One fringe group of Ehrman’s fans (to a point) have been “Jesus mythicists,” a hodgepodge of mostly amateur and self-styled scholars who argue that the first-century man Jesus of Nazareth did not exist. He was, in their view, a creation of the Apostle Paul and other early Christians. Before Did Jesus Exist? they celebrated Ehrman’s writings insofar as he pointed out inconsistencies, contradictions, and the evolving view of Jesus recorded in the New Testament and other early Christian writings. Though the positions Ehrman takes have long been commonplace among scholars, their wide exposure before a general audience is welcome to the mythicists, who revel in any challenge to the historicity of these early sources. That Ehrman never questions the historicity of the first-century existence of the man Jesus is (or was) not the point.

But Ehrman became increasingly aware of the small but vocal zealots who maintained what he saw as the absurd position that Jesus’s very existence is a myth. Worse, they were happy to use his work in support of their claim. So he resolved to lay out the case contra their position. And now Ehrman has vocal and angry critics on both sides.

I can’t begin to summarize the case made in Did Jesus Exist?. I find it logical, well-argued, and compelling. But then I had no real doubts on the issue coming in. Still, I did find it enlightening to read a detailed examination of the evidence we have and can adduce about the question. (Detailed, that is, in a “written for a general audience” context.) I can recommend it enthusiastically to anyone with an interest in the history of the New Testament and early Christianity. To anyone entertaining the thought that mythicists might be onto something, I can’t recommend it strongly enough.

Earlier I made reference to the patience with which Ehrman engages his critics. He writes a blog at ehrmanblog.org. I haven’t read much of it, really (it’s a rabbit hole), but I did peruse some of the back-and-forth between him and some of his mythicist critics. His site provides a “convert-to-PDF” function and I used it to create a copy of his reply one of his more strident critics. Download and read Fuller Reply to Richard Carrier for a taste of the conflict and for just a small sample of the kinds of questions examined.

Two of Ehrman’s other books I’ve enjoyed and can recommend are Misquoting Jesus and Jesus Interrupted (which I wrote of in Ten Books – 2016 Part #1).

The Real Jesus: Then and NowGeza VermesThe Real Jesus: Then and Now (2003)
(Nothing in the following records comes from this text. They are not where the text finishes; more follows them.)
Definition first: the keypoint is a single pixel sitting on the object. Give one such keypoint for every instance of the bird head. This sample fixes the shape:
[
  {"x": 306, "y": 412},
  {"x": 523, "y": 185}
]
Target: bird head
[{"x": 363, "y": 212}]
I am a big fan of Vermes’s writing on the history and interpretation of the New Testament. I’ve been reading him since at least the mid 80s in Biblical Archaeology Review and Bible Review, a pair of journals that make Biblical scholarship accessible to people like me: curious, only marginally well-versed in the subject, of average intelligence but capable of critical thought, and open-minded. Since that time I’ve read a couple of his books and a smattering of his essays online. After reading Ehrman (see above), I felt an itch for more on the subject of the earliest writings about Jesus–Christmas was coming up, after all–so I picked up this.
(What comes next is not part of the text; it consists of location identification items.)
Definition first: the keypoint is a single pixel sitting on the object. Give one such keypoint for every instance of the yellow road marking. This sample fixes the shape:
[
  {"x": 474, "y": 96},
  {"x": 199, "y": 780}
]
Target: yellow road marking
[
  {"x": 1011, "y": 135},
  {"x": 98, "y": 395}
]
The Real Jesus is a collection of Vermes’s essays from the past 30-odd years. Many I had read before. Not necessarily a problem–I haven’t memorized them. What was a problem for me was the amount of redundancy in the collection. Many of the essays cover similar topics and, especially in the process of laying necessary groundwork, repeat concepts and arguments to a tiresome degree. It’s just a poorly edited collection and adds little that isn’t better and more cohesively presented in his more important books.

Two of Vermes books I’ve enjoyed and can recommend are The Authentic Gospel of Jesus and The Story of the Scrolls (on which I wrote a brief paragraph in Books Read 2015).